In 1989, Fleurette Osborne, the first National President of the Congress of Black Women of Canada and an anti-racism activist, published a condemnation of the racism and sexual harassment women of colour faced on university campuses in the CAUT bulletin.
That same year, mainstream media reported on the sexist climate on university campuses when male students at a Queen’s University residence put up signs mocking a “no means no” campaign. The signs read “no means maybe,” “no means have another beer,” “no means tie me up” and “no means kick her in the teeth.”
Culture of misogyny
Despite calls for the perpetrators be punished, the Queen’s main campus residence council decided that it would be unfair to punish a few students when a larger group was probably involved.
A new group, The Radical Obnoxious Fucking Feminists, responded by painting “no means no” all over campus and sending letters to the parents of the men involved. About 30 women, wearing scarves to hide their identity, occupied the principal’s office to protest the administration’s lack of action.

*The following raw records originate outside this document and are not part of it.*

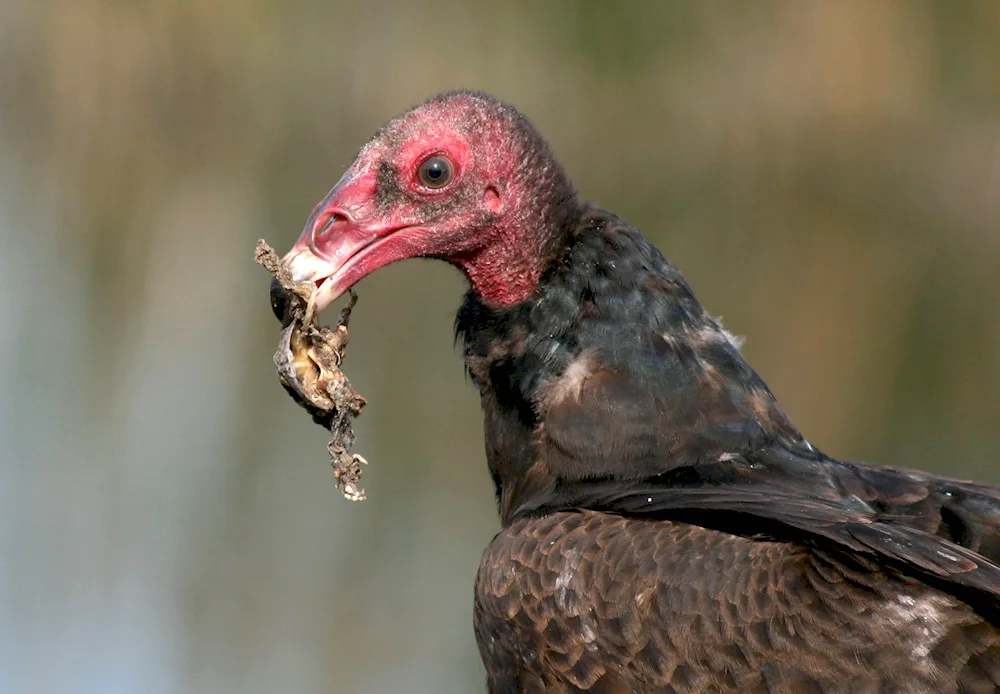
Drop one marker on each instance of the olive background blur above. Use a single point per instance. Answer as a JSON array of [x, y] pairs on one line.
[[827, 175]]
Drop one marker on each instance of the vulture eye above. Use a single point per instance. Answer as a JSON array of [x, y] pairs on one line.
[[435, 172]]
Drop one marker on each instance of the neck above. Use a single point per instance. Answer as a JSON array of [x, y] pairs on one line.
[[508, 268]]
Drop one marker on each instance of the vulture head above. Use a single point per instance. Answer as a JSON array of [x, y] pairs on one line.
[[463, 178]]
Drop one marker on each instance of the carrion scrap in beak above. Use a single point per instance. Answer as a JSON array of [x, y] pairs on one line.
[[308, 362]]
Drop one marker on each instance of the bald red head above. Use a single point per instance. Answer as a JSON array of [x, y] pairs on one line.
[[462, 177]]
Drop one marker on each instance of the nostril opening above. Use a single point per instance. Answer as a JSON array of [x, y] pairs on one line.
[[330, 224]]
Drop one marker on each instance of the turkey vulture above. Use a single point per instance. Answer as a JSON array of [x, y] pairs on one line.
[[666, 528]]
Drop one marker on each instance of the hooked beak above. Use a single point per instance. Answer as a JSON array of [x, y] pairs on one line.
[[338, 247]]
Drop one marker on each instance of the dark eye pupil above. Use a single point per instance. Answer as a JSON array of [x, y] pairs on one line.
[[435, 172]]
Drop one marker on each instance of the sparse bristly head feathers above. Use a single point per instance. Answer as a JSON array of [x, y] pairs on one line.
[[462, 177]]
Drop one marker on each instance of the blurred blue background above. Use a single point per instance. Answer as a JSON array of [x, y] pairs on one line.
[[826, 174]]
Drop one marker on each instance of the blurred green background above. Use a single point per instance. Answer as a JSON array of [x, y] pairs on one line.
[[827, 174]]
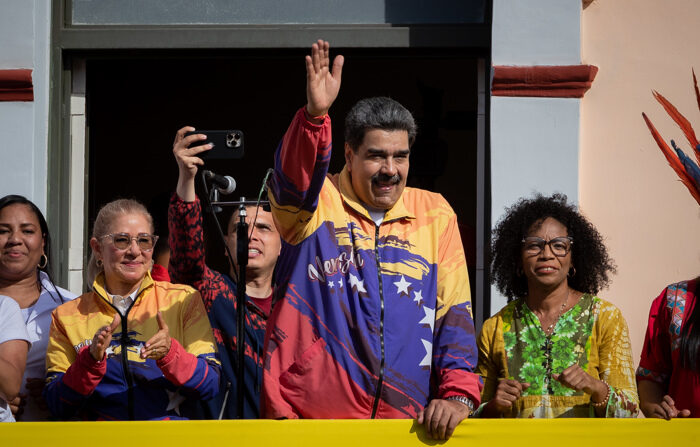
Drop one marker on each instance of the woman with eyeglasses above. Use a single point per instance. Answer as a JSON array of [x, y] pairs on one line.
[[132, 348], [556, 349], [25, 276]]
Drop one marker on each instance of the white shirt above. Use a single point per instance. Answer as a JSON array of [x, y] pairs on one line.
[[37, 319], [11, 328], [122, 303]]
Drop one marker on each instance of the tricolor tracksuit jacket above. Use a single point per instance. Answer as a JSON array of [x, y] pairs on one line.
[[373, 321], [123, 387]]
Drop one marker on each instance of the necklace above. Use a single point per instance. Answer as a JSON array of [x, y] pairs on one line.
[[550, 328]]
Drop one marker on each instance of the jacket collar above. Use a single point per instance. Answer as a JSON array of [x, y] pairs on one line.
[[398, 211], [99, 286]]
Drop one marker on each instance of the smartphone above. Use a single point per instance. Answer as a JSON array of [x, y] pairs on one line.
[[228, 144]]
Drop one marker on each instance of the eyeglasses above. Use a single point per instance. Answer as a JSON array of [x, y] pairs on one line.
[[122, 241], [560, 246]]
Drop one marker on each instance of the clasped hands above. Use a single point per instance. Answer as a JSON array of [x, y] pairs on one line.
[[573, 377], [155, 348]]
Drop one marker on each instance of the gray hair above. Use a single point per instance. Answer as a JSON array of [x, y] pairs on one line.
[[108, 214], [377, 113]]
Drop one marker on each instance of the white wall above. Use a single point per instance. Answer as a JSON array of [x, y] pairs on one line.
[[534, 141], [24, 33]]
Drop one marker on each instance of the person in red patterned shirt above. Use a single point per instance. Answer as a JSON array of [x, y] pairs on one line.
[[219, 290]]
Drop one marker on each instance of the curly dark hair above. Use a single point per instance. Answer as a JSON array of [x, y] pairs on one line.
[[589, 256]]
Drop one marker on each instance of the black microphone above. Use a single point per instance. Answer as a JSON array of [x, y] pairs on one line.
[[224, 183]]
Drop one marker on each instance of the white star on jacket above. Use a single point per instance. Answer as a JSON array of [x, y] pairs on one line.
[[418, 297], [174, 401], [402, 285], [428, 359], [359, 284], [429, 317]]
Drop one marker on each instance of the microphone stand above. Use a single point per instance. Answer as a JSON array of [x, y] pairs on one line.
[[242, 258]]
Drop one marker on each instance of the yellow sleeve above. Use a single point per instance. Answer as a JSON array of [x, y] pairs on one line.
[[490, 366], [616, 366]]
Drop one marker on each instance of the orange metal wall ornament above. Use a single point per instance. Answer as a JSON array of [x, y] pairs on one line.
[[685, 167]]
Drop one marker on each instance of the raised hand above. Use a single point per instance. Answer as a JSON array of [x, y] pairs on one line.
[[507, 392], [103, 338], [187, 161], [157, 346], [322, 82]]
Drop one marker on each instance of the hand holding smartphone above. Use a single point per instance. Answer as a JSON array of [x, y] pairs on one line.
[[228, 144]]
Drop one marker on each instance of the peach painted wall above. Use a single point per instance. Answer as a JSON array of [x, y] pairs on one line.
[[650, 221]]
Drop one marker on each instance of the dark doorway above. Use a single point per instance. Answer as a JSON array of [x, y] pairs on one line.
[[136, 103]]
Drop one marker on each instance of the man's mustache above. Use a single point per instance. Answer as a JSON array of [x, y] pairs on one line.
[[384, 179]]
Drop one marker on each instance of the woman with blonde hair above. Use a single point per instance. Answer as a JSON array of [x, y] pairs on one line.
[[132, 348]]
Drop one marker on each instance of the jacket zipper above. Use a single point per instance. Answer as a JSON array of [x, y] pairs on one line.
[[380, 382], [124, 341]]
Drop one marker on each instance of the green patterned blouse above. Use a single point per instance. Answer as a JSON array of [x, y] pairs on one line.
[[592, 334]]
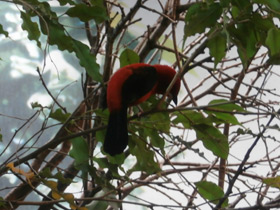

The principal established a working group on gender issues, which recommended cracking down on a variety of sexist traditions and rituals at Queen’s such as rugby songs with pro-rape lyrics and the “slut of the week” feature in a student newspaper. These recommendations would all be approved by senate the following year.
A month after the events at Queen’s, the murder of 14 women at Montréal’s École Polytechnique by a man who blamed feminists for his failures, made the culture of misogyny shockingly evident.
In 1993, the provincial government released guidelines requiring universities to enact policies that would address “an offensive, hostile or intimidating climate for study or work.”
These guidelines were partly in response to a 1992 report by the province’s advisor on race relations, Stephen Lewis, former NDP provincial party leader, delivered to Bob Rae’s NDP government. The report named anti-Black racism as a particular problem and called for universities to make their boards representative, to train more “visible minority” teachers and to adopt anti-discrimination measures.
The government eventually withdrew these guidelines, but a number of universities changed their policies.
Creating safer campuses
As recent events show, sexual harassment at Ontario universities has not gone away, despite decades of women’s activism.
A 2018 survey showed that over 60 per cent of Ontario university students experienced sexual harassment one or more times. Journalist Eternity Martis’s account of her years at Western shows how widespread sexual harassment continues to be, and how Black and racialized women face additional barriers of racism.
Faculty, administrators and students must act now to create safe, harassment-free campuses.